NHS trusts must always do all they can to provide effective treatment, relieve pain and be vigilant against the avoidable harms which can occur, such as by improving infection control, preventing falls and protecting patients from new injuries.
‘It is time for a much more sophisticated debate about the levels of risk that we as a society are ready to tolerate’
Some trusts do need to do more to instil a pervasive safety culture throughout their organisations and to improve their approaches to clinical audit and other tools underpinning patient safety. However, in setting our ambitions for the safety culture in the NHS, it is crucial that we remember the complexity of factors contributing to harm and mortality in healthcare.
In clarifying guidance on use of the NHS safety thermometer last year, Sir Bruce Keogh and Jane Cummings made this point explicitly by advising organisations to analyse their case mix because it has a direct impact on harm rates.
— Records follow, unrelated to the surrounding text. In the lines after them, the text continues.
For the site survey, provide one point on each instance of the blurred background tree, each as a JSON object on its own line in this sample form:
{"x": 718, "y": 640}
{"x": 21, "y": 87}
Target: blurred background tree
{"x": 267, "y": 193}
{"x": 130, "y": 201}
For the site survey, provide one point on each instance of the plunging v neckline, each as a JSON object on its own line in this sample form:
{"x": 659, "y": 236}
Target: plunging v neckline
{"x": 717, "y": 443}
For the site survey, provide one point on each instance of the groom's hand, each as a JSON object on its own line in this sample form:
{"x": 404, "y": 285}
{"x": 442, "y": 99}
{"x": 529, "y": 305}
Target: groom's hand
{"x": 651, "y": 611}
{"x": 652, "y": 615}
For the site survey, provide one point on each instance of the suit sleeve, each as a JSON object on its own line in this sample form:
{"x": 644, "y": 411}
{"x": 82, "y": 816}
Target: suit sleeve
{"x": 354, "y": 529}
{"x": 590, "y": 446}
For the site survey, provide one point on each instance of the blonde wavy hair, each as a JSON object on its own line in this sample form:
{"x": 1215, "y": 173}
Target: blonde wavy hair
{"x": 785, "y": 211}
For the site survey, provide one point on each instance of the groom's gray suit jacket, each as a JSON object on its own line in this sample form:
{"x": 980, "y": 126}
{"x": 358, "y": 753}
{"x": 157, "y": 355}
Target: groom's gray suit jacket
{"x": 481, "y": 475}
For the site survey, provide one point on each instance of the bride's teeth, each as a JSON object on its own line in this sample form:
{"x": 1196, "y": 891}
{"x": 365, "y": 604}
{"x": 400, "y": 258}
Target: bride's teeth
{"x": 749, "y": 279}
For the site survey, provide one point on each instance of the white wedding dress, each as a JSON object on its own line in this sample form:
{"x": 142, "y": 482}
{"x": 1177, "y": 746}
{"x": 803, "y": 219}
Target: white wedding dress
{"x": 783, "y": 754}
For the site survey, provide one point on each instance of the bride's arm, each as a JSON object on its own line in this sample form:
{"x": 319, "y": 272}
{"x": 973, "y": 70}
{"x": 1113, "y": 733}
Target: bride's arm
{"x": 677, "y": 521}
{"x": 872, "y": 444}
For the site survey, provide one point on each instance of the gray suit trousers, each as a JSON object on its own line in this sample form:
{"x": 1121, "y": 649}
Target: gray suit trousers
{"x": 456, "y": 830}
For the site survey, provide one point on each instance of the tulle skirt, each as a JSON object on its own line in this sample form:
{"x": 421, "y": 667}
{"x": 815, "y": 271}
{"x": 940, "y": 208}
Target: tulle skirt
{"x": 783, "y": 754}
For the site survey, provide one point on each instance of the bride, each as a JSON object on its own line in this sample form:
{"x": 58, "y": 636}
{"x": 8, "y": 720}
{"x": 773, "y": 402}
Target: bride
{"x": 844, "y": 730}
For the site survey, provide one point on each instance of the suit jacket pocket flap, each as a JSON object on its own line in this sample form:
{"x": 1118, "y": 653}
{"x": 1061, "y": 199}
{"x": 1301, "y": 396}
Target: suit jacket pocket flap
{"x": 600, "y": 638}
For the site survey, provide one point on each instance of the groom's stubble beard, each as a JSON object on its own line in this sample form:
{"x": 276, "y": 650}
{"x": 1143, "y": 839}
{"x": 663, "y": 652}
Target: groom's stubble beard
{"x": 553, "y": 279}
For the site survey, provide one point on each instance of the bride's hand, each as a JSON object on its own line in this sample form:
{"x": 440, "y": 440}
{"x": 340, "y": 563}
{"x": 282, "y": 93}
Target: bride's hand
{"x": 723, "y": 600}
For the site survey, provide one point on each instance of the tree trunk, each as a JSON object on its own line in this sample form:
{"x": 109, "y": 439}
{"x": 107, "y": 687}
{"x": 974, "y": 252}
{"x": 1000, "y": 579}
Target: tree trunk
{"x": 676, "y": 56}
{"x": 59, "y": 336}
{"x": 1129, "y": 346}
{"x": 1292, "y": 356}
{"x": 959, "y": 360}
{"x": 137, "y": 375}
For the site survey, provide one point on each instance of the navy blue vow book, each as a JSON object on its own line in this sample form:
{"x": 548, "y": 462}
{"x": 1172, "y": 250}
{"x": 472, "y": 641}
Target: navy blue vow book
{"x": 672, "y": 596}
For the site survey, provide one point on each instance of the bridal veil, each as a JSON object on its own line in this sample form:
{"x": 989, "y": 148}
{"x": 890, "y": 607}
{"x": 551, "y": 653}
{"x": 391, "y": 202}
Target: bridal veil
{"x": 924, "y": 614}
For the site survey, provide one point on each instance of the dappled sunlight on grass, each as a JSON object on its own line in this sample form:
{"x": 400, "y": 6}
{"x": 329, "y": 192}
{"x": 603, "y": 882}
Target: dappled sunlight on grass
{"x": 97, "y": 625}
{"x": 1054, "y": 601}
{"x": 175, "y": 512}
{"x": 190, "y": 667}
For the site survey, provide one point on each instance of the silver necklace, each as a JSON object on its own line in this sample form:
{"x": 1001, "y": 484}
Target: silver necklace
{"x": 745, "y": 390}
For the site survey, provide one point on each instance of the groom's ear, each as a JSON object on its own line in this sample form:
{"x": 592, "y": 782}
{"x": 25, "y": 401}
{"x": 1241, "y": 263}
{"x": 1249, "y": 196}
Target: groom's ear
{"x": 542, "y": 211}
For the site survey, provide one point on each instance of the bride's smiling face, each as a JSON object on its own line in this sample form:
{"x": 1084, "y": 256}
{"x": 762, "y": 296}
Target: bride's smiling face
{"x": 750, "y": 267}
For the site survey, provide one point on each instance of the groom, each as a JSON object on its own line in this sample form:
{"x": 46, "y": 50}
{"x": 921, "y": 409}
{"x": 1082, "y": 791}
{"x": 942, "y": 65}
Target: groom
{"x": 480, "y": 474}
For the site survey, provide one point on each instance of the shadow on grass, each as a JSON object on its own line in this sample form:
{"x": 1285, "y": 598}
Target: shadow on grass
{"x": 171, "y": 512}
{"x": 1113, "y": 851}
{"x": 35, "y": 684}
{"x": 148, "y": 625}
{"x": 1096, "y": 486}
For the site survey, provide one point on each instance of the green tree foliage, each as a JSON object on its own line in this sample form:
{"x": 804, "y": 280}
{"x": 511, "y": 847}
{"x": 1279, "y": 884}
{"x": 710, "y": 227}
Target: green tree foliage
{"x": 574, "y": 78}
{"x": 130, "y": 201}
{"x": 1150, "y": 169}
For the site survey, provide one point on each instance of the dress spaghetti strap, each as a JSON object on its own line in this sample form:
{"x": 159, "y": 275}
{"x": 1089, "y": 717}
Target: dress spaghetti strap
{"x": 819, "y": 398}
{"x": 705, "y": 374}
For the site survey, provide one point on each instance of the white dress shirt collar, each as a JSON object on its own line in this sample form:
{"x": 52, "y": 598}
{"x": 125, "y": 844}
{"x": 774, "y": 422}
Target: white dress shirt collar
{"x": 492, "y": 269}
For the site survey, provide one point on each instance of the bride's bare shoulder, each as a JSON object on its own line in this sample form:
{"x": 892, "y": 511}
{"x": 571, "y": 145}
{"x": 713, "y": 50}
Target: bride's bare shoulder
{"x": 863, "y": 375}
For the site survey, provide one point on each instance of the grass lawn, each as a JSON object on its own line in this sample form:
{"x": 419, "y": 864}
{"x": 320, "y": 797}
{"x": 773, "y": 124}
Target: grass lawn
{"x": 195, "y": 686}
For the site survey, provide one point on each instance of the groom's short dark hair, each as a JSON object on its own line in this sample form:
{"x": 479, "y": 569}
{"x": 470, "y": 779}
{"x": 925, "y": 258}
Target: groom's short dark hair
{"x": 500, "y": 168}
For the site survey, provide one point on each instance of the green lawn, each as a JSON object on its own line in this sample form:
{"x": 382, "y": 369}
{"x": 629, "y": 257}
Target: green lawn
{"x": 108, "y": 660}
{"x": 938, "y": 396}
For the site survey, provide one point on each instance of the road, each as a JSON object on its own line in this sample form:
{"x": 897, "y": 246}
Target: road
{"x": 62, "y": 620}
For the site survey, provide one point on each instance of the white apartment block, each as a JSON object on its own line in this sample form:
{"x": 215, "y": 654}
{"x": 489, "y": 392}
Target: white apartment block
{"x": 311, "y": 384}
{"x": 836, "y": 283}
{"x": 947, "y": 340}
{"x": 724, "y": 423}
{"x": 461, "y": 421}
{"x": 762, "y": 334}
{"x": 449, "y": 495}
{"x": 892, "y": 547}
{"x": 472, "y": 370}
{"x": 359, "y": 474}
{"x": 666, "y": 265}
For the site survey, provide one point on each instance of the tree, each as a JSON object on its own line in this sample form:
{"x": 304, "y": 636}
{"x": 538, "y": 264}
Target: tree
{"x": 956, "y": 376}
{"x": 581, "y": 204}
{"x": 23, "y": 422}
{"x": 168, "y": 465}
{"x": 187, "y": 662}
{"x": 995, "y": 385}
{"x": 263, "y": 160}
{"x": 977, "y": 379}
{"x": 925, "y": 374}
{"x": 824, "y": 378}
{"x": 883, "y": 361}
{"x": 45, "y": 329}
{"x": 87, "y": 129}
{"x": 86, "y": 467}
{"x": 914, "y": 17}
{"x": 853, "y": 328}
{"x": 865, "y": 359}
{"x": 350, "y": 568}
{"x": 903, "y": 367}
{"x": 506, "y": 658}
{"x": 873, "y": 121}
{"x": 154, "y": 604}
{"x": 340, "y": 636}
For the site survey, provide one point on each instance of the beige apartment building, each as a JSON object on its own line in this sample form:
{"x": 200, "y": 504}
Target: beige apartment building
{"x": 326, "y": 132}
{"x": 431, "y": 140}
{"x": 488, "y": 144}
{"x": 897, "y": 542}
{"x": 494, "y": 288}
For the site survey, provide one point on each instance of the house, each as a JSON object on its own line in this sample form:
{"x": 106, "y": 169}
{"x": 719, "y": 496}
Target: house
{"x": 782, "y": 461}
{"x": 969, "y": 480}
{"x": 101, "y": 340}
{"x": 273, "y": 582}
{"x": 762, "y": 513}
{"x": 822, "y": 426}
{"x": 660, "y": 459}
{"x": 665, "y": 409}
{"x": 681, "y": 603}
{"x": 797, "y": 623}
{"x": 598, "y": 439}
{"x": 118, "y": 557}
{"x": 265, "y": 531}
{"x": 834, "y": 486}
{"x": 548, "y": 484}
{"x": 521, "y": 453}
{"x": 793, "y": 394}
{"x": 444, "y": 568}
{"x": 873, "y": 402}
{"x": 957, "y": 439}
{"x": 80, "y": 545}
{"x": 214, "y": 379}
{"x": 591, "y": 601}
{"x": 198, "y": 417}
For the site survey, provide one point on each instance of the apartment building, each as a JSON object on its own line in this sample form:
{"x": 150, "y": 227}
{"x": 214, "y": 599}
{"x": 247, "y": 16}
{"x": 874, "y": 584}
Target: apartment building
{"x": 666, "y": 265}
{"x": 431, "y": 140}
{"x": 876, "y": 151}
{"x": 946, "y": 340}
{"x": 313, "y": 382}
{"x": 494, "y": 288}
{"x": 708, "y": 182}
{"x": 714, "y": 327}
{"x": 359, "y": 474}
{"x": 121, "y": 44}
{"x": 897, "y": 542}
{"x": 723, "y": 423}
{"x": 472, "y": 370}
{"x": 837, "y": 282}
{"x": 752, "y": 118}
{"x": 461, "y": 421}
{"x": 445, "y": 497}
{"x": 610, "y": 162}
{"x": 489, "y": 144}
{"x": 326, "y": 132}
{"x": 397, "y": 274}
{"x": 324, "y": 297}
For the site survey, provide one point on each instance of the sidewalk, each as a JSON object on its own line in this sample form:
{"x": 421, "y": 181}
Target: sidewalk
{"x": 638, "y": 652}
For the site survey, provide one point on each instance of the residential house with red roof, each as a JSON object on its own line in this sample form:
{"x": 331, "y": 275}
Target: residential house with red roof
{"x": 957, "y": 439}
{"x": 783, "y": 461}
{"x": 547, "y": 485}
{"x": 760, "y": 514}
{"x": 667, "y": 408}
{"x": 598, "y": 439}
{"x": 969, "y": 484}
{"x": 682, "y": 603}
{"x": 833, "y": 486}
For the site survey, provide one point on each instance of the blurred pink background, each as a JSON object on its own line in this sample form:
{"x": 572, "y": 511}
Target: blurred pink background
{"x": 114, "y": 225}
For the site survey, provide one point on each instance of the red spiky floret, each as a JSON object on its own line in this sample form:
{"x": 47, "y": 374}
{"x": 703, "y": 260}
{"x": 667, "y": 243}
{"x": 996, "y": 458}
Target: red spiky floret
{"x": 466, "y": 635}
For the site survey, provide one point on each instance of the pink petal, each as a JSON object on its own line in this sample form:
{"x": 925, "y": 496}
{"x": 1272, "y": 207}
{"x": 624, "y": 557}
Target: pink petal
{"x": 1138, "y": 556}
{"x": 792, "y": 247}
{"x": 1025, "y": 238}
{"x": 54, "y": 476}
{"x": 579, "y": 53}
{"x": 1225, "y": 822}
They pointed out that harm rates will be higher among a higher proportion of elderly patients who are more “biologically susceptible to harm”. They state clearly that “not all harm is avoidable” and that further local investigation will be needed to attribute the cause of any harm, to analyse whether that harm was avoidable and to learn from it.
Of course, NHS trusts have much to learn from other safety critical industries, be they air travel, construction or nuclear power. Safety critical industries all need to identify and manage risk, take an informed decision about risk appetite, and create a culture in which everyone understands and acts to mitigate unnecessary risk and avoid error at all times. However, the secretary of state’s equation of a hospital death with a death in an airline crash stretches the analogy beyond breaking point for me.
We need a culture in which staff feel empowered to act to mitigate risk, eliminate error and prevent avoidable harm without fear of recrimination and blame. It is time for a much more sophisticated debate about the levels of risk that we as a society are ready to tolerate in relation to healthcare – a debate that moves beyond simple comparisons between healthcare and airlines.